Step 1: Determine the after-tax cost of debt:
The after-tax cost of debt [kd (1 – t)] is used to compute the weighted average cost of capital. It is the interest rate on new debt (kd) less the tax savings due to the deductibility of interest (kdt).
Here, we are given the inputs needed to calculate kd: N = 15 × 2 = 30; PMT = (1,000 × 0.07) / 2 = 35; FV = 1,000; PV = -1,047.46; CPT → I = 3.25, multiply by 2 = 6.50%.
Thus, kd (1 – t) = 6.50% × (1 – 0.35) = 4.22%
Step 2: Determine the cost of preferred stock:
Preferred stock is a perpetuity that pays a fixed dividend (Dps) forever. The cost of preferred stock (kps) = Dps / P
where: |
Dps = preferred dividends. |
|
P = price |
Here, kps = Dps / P = $2.80 / $35 = 0.08, or 8.0%.
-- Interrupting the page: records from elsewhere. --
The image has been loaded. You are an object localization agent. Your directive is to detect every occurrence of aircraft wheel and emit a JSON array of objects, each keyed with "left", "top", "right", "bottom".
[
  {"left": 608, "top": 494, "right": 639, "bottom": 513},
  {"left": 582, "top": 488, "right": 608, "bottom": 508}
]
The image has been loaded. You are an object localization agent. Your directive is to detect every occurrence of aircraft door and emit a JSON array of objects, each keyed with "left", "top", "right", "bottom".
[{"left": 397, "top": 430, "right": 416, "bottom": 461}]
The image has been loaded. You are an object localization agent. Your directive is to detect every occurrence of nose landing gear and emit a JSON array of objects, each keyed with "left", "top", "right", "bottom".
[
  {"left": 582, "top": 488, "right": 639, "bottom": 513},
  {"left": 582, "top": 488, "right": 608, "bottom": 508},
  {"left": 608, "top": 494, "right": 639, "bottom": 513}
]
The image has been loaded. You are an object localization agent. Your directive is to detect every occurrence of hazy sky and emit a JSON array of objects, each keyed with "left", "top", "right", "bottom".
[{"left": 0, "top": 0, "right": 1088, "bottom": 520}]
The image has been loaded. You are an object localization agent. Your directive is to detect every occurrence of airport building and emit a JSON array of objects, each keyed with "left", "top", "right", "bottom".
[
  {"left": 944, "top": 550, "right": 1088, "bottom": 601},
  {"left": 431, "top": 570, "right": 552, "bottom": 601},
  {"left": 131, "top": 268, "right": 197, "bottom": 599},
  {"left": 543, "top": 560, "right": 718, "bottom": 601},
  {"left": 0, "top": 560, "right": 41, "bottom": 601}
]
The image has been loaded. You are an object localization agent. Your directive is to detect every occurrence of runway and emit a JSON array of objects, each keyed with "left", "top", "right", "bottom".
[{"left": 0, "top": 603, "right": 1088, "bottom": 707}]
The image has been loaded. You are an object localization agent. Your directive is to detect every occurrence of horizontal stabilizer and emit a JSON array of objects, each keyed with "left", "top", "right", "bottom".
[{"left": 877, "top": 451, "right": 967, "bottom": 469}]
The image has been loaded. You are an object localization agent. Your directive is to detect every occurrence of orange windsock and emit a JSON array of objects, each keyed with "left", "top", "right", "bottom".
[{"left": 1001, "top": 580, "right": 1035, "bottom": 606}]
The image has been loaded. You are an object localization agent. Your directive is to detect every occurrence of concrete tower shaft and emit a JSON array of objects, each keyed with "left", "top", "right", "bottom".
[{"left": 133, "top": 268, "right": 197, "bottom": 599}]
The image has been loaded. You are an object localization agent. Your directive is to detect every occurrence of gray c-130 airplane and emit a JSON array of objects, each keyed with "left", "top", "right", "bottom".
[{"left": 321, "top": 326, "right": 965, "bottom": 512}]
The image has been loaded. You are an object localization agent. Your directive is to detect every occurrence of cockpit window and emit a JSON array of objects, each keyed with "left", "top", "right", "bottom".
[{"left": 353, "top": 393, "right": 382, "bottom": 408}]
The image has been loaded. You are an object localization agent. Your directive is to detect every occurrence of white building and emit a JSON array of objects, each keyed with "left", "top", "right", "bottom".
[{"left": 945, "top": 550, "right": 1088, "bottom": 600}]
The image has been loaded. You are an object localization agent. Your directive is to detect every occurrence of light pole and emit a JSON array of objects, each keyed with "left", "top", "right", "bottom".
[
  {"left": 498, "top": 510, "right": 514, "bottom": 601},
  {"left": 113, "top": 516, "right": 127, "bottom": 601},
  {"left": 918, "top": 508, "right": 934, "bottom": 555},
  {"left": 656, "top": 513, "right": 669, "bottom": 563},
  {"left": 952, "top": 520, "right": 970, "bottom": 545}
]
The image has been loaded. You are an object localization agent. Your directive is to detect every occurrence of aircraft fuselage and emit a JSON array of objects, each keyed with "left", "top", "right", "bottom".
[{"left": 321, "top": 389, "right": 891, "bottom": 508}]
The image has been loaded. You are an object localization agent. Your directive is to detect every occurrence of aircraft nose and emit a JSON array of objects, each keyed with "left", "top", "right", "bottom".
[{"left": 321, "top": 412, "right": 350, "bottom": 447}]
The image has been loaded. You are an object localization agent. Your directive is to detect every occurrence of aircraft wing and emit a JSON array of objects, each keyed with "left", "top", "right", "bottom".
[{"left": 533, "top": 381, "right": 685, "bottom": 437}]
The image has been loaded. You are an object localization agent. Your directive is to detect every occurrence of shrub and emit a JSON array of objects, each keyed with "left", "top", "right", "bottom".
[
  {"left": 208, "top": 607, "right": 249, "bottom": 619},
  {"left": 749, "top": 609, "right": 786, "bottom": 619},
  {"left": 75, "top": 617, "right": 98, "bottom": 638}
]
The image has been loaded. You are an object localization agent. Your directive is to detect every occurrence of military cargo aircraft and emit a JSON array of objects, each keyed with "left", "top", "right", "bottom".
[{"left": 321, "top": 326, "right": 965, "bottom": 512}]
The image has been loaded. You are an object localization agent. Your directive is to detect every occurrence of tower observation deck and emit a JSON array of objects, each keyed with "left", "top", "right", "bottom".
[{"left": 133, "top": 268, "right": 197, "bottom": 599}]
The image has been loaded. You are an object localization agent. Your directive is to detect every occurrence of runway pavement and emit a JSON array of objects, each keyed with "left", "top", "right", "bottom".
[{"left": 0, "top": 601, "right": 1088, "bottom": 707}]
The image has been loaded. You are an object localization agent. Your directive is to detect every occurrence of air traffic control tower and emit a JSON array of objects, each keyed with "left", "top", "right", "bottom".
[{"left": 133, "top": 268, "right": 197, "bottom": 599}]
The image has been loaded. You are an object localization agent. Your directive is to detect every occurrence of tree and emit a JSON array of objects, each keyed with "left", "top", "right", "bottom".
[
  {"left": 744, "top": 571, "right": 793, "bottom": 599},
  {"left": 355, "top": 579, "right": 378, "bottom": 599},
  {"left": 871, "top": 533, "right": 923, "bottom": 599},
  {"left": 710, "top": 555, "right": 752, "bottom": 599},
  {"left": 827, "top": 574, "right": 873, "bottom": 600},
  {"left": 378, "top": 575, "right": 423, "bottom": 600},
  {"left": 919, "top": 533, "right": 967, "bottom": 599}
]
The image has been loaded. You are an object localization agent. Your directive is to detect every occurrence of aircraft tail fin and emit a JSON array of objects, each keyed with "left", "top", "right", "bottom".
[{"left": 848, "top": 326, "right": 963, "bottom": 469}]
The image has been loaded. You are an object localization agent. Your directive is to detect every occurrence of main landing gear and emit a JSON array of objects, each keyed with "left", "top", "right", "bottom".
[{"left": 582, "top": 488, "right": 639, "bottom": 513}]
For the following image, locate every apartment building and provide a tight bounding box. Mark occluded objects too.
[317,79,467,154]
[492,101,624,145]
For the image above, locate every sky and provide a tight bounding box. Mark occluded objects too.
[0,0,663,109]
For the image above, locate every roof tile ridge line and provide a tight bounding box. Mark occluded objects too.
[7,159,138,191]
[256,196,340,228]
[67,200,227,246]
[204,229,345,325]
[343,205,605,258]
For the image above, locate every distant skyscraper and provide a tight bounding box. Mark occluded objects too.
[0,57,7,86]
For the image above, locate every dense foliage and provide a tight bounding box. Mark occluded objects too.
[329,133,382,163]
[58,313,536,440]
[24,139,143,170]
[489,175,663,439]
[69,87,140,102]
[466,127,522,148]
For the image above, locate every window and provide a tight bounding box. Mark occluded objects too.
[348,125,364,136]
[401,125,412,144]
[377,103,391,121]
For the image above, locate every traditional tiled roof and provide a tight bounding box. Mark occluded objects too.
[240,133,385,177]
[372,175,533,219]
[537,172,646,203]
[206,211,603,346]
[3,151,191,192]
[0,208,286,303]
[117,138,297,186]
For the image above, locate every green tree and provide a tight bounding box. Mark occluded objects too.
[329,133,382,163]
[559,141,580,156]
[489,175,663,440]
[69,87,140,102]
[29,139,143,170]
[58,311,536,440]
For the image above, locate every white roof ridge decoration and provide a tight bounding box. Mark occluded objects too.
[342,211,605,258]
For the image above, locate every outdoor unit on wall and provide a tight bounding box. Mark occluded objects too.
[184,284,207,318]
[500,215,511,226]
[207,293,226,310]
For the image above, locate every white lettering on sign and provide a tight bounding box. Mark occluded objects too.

Step 3: Determine the cost of common equity:
kce = (D1 / P0) + g
where: |
D1 = Dividend in next year |
|
P0 = Current stock price |
|
g = Dividend growth rate |
Here, D1 = D0 × (1 + g) = $3.00 × (1 + 0.06) = $3.18.
kce = (3.18 / 40) + 0.06 = 0.1395 or 13.95%.
Step 4: Calculate WACC:
WACC = (wd)(kd) + (wps)(kps) + (wce)(kce)
where wd, wps, and wce are the weights used for debt, preferred stock, and common equity.
Here, WACC = (0.30 × 4.22%) + (0.20 × 8.0%) + (0.50 × 13.95%) = 9.84%.
Note: Your calculation may differ slightly, depending on whether you carry all calculations in your calculator, or round to two decimals and then calculate.